To define the first generation, we simulate genotypic values, environmental values, and phenotypic values separately for each trait and each SNP (single nucleotide polymorphism). The phenotypic value is equal to the genotypic value + the environmental value. A genotypic value is represented as 0=aa, 1=Aa,2=AA. For a monogenic recessive trait,
\[G \sim \mathrm{Binomial}(n=2,\, p=0.5)\] \[E = 0\] \[P = \begin{cases} 1, & \text{if } G = 0,\\[6pt] 0, & \text{otherwise.} \end{cases}\]For an uncorrelated polygenic trait, where betas are the effect sizes of each SNP,
\[\begin{aligned} p &\sim \mathrm{Uniform}(0,1) \\ G &\sim \mathrm{Binomial}(2,\, p), \quad \text{for each SNP and each individual} \\ \beta &\sim \mathcal{N}\Big(0, \sqrt{V_a / n}\Big) \\ E &\sim \mathcal{N}\Big(0, \sqrt{V_e}\Big) \\ P &= G\,\beta + E \end{aligned}\]For two correlated polygenic traits,
\[\begin{aligned} p &\sim \mathrm{Uniform}(0,1) \\ G &\sim \mathrm{Binomial}(2,\, p), \quad \text{for each SNP, trait, and individual} \\ \boldsymbol{\beta} &\sim \mathcal{N}_2 \Big( \begin{bmatrix} 0 \\ 0 \end{bmatrix},\; \begin{bmatrix} 1 & r_g \\ r_g & 1 \end{bmatrix} \Big) \\ \mathbf{E} &\sim \mathcal{N}_2 \Big( \begin{bmatrix} 0 \\ 0 \end{bmatrix},\; \begin{bmatrix} 1 - h_1^2 & r_e \sqrt{(1 - h_1^2)(1 - h_2^2)} \\ r_e \sqrt{(1 - h_1^2)(1 - h_2^2)} & 1 - h_2^2 \end{bmatrix} \Big) \\ \mathbf{P} &= G \, \boldsymbol{\beta} + \mathbf{E} \end{aligned}\]There are two mating simulation modes, random and assortative. Random mode takes a random sample of 2 parents from the population without replacement, with the probability of selection related to the function fitness(phenotype). Assortative mode (meaning that people with similar phenotypes mate together) pairs all individuals in the population and calculates the correlation of the phenotypes of Parent 1 for all pairs with phenotypes of Parent 2 for all pairs. It aims to hit a target correlation of 0.3, although this is not always possible depending on the population.
Each pair of parents produce one offspring. The offspring genotype is selected from the parent genotypes based on Mendelian genetics. If IVF screening is involved, the offspring genotype will be selected 8 times (to represent screening of cells before implantation) and the genotype that maximizes the phenotype will be selected. If gene-editing is involved, the offspring genotype will maximize the phenotype. Then, the environment, genotype, and phenotype values will be calculated as above.
What are some questions you can ask yourself while using the simulation?

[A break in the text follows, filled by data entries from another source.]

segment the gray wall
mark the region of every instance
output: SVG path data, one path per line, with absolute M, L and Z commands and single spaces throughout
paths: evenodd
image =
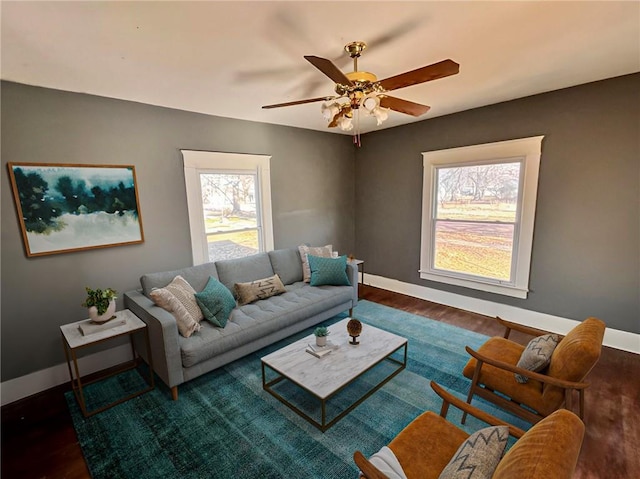
M 545 139 L 529 297 L 421 280 L 421 152 L 536 135 Z M 368 273 L 640 332 L 640 74 L 370 133 L 362 143 L 356 251 Z
M 180 149 L 272 155 L 275 247 L 354 249 L 347 136 L 11 82 L 2 82 L 1 107 L 2 381 L 64 362 L 58 327 L 86 317 L 85 286 L 123 292 L 143 273 L 191 264 Z M 7 162 L 135 165 L 145 242 L 28 259 Z

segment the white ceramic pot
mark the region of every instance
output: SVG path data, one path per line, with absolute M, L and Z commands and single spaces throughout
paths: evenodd
M 104 314 L 98 314 L 98 308 L 96 308 L 95 306 L 91 306 L 89 308 L 89 318 L 91 318 L 91 321 L 93 321 L 94 323 L 104 323 L 105 321 L 113 318 L 115 312 L 116 300 L 112 299 L 111 301 L 109 301 L 109 306 L 107 307 L 107 310 Z

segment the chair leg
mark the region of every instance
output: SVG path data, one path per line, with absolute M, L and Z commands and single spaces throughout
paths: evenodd
M 471 380 L 471 387 L 469 388 L 469 394 L 467 395 L 467 404 L 471 404 L 471 400 L 473 399 L 473 394 L 475 392 L 476 387 L 478 387 L 478 378 L 480 377 L 480 369 L 482 369 L 482 361 L 478 361 L 476 363 L 476 369 L 473 371 L 473 379 Z M 464 424 L 467 420 L 467 413 L 464 412 L 462 414 L 461 424 Z

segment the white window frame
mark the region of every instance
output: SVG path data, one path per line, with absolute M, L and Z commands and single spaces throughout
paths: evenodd
M 273 250 L 273 216 L 271 212 L 271 156 L 214 151 L 180 150 L 184 162 L 189 227 L 193 264 L 209 262 L 207 235 L 202 208 L 200 173 L 256 175 L 260 212 L 259 244 L 261 251 Z
M 538 173 L 542 140 L 544 136 L 472 145 L 447 150 L 422 153 L 422 237 L 420 247 L 420 278 L 440 283 L 502 294 L 525 299 L 529 292 L 529 272 L 533 229 L 538 194 Z M 514 230 L 514 255 L 512 257 L 512 280 L 499 281 L 471 275 L 434 269 L 434 233 L 432 220 L 437 207 L 436 170 L 442 166 L 467 166 L 473 164 L 504 163 L 518 159 L 522 161 L 521 202 Z

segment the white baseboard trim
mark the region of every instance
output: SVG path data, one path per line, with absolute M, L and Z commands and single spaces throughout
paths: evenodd
M 87 374 L 117 366 L 131 359 L 131 345 L 127 343 L 78 359 L 78 368 L 84 377 Z M 64 383 L 69 383 L 69 368 L 65 363 L 10 379 L 0 384 L 2 406 Z
M 440 291 L 426 286 L 405 283 L 396 279 L 385 278 L 367 273 L 366 284 L 376 288 L 406 294 L 414 298 L 425 299 L 434 303 L 444 304 L 454 308 L 464 309 L 485 316 L 500 316 L 514 323 L 524 324 L 533 328 L 551 331 L 553 333 L 566 334 L 570 329 L 579 324 L 573 319 L 539 313 L 528 309 L 517 308 L 506 304 L 494 303 L 484 299 L 471 298 L 461 294 Z M 612 348 L 640 354 L 640 334 L 607 328 L 602 344 Z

- How does the spread/ proportion of people using germline editing or IVF influence the popularity, heritability and frequency of traits?

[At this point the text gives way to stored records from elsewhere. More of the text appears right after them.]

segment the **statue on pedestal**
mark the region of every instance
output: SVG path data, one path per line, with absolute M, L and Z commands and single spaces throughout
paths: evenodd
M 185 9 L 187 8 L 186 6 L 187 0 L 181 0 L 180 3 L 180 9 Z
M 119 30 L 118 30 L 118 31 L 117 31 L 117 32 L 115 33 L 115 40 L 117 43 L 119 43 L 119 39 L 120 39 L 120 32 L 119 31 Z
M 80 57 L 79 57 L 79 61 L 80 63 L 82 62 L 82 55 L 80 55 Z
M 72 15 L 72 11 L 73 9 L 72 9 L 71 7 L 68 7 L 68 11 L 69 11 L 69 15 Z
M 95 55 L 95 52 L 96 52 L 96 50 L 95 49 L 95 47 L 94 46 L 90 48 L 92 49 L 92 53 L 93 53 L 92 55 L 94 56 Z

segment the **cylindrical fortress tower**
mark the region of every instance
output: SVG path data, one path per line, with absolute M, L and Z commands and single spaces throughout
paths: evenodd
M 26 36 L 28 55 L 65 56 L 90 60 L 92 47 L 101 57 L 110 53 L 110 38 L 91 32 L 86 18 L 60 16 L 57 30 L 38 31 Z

- What happens when there is a negative correlation between two traits while one is selected for? This is called antagonistic pleiotropy: when the selection of one desirable trait leads to a decrease in another desirable trait. Think of it as the unfortunate consequence of selecting for certain desirable traits.
- How does allele frequency affect the phenotype distribution in monogenic vs polygenic traits?
- How does increasing the population size impact how long it takes for the same allele frequency changes?
- If a majority of the population begins to employ germline editing, what would diversity in allele frequency for monogenic traits look like?